Sorry—could you clarify whether you are saying that NHS bodies did not realise that they would have to implement the regulations?
They knew that they would have to implement the regulations, but the extent of their liability was not clear.
Why did not they implement the regulations when they came into force?
Because the way in which the regulations needed to be applied was not clear.
In paragraph 11.11, we are told that the regulations could cost the NHS £15 million. What is your latest estimate of the final figure? How much has been paid out so far?
The arrears, which go back to 1998, were estimated at £15 million in the provisions that were entered into the accounts for 1999-2000. As I said, in September last year the Executive issued £20 million to the health service to help it meet those costs. The final cost is not known yet as some of the health service bodies are still working through the details of what the directive is costing them. It appears that the backlog costs will probably come to an amount that is not significantly different from the figure that we made available. However, there will be a continuing cost, which will work through the accounts of health bodies in future years.
Has the £15 million been paid out now?
Yes.
The costs arising from 1998 have been paid.
Yes.
I will return to the recovery plan, as I am still worried about a point that was made earlier. We all know that there is an uneven spread of services and treatment among different health board areas. I have an interest in the area of drug misuse and can cite the example of Ayrshire and Arran Health Board, which has a relatively good service, while Fife Health Board, which is in my region, does not have a good service.

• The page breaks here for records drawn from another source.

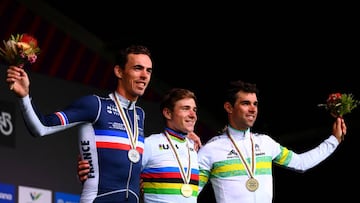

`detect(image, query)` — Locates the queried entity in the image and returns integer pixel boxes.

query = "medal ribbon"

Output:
[226,129,255,178]
[113,93,139,150]
[165,131,191,184]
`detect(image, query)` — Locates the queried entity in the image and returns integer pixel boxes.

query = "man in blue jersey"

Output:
[6,45,153,203]
[198,81,347,203]
[78,88,200,203]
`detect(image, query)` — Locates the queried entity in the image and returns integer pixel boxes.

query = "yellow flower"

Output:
[318,93,360,118]
[0,33,40,67]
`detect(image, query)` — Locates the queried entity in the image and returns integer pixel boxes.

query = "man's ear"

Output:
[224,102,233,113]
[163,108,171,120]
[114,65,123,79]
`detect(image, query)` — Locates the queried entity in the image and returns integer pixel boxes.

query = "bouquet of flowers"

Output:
[318,93,360,118]
[0,33,40,90]
[0,33,40,68]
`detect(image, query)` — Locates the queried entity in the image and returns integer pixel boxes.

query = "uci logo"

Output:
[0,111,13,136]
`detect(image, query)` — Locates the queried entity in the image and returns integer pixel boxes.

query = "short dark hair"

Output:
[224,80,259,105]
[160,88,197,111]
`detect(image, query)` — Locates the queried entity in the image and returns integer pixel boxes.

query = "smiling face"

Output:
[163,98,197,133]
[114,54,152,101]
[224,91,258,130]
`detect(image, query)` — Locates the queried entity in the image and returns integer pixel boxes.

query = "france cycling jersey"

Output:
[20,93,145,203]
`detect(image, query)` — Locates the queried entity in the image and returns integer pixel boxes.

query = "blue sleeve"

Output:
[20,95,100,136]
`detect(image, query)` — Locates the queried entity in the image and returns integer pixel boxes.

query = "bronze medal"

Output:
[128,149,140,164]
[246,178,259,192]
[181,184,192,197]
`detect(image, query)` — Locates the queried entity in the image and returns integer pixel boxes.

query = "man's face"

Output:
[120,54,152,101]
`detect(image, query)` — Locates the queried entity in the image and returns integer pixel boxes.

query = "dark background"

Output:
[0,0,360,202]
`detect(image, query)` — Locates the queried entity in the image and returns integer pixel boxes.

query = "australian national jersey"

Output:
[141,128,199,203]
[198,127,339,203]
[21,94,145,203]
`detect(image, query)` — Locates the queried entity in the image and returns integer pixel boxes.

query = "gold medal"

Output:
[128,149,140,163]
[181,184,192,197]
[246,178,259,192]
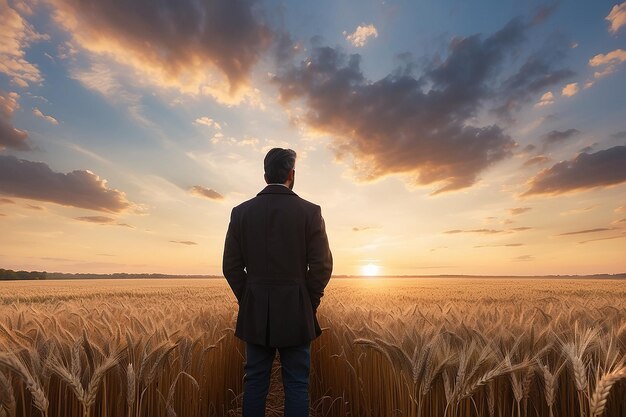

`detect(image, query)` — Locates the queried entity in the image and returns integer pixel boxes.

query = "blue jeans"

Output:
[243,342,311,417]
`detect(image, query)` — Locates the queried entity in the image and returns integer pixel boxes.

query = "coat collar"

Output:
[257,185,298,196]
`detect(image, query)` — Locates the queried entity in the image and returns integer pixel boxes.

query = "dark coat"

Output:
[222,185,333,347]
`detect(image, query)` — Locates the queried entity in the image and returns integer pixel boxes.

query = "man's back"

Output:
[223,184,332,347]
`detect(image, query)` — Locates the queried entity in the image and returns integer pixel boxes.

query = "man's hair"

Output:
[263,148,296,184]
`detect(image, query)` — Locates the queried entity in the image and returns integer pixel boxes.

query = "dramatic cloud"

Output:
[75,216,115,224]
[189,185,224,200]
[352,226,380,232]
[0,90,30,151]
[444,229,506,235]
[494,44,574,120]
[343,24,378,48]
[511,255,535,262]
[559,204,598,216]
[522,146,626,196]
[557,227,613,236]
[474,243,524,248]
[561,83,578,97]
[50,0,272,100]
[170,240,197,246]
[589,49,626,78]
[535,91,554,107]
[0,155,130,213]
[0,0,49,87]
[605,2,626,33]
[33,107,59,125]
[194,116,222,130]
[274,19,551,194]
[541,129,580,147]
[524,155,550,167]
[75,216,135,229]
[509,207,533,216]
[578,233,626,243]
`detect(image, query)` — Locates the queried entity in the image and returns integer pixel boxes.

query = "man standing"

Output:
[222,148,333,417]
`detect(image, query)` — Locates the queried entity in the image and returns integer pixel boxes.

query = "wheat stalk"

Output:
[589,365,626,417]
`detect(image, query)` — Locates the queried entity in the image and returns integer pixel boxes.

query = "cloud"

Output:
[557,227,613,236]
[50,0,272,100]
[508,207,533,216]
[33,107,59,125]
[559,204,598,216]
[589,49,626,78]
[352,226,380,232]
[561,83,578,97]
[531,0,559,25]
[0,155,131,213]
[444,229,506,235]
[170,240,197,246]
[189,185,224,200]
[343,24,378,48]
[578,233,626,243]
[74,216,135,229]
[493,43,575,121]
[0,90,31,151]
[474,243,524,248]
[75,216,115,224]
[522,146,626,196]
[535,91,554,107]
[605,2,626,33]
[524,155,550,167]
[193,116,222,130]
[0,0,50,87]
[541,129,580,147]
[274,19,545,194]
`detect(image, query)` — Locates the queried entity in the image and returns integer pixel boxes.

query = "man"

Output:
[222,148,333,417]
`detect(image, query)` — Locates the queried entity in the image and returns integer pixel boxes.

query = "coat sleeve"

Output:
[222,209,246,303]
[306,207,333,311]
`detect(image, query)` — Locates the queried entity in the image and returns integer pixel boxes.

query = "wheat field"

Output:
[0,278,626,417]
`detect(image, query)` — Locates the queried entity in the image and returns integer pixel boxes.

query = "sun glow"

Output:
[361,264,380,277]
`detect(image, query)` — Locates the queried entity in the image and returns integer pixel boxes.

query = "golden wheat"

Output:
[0,279,626,417]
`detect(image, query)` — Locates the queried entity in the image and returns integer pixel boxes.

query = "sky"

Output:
[0,0,626,275]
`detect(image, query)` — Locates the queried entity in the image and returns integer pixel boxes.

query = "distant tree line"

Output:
[0,268,48,281]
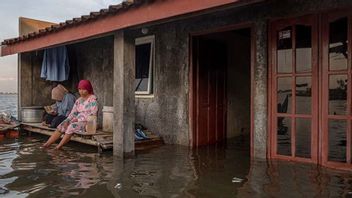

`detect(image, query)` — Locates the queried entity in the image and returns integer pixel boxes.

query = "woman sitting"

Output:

Funds are allocated to health boards based on their populations' assessed need. If trusts in a health board area manage their resources tightly and never go into deficit, the range of services that they offer their population will be in balance. For whatever reason—and we have a schedule of things that may contribute to a deficit, such as unplanned developments—trusts in another area may bring new services into the equation that cause overspend.
I had planned to ask for any final comments, but I think that we have just had some. This market day is wearing late indeed. We have dealt with a wide range of topics and we appreciate today's replies to our questions and the promise of further information. I thank Mr Trevor Jones, Mr John Aldridge, Mr Eric Harper Gow and their colleagues who were here to assist them.
Meeting continued in private until 15:57.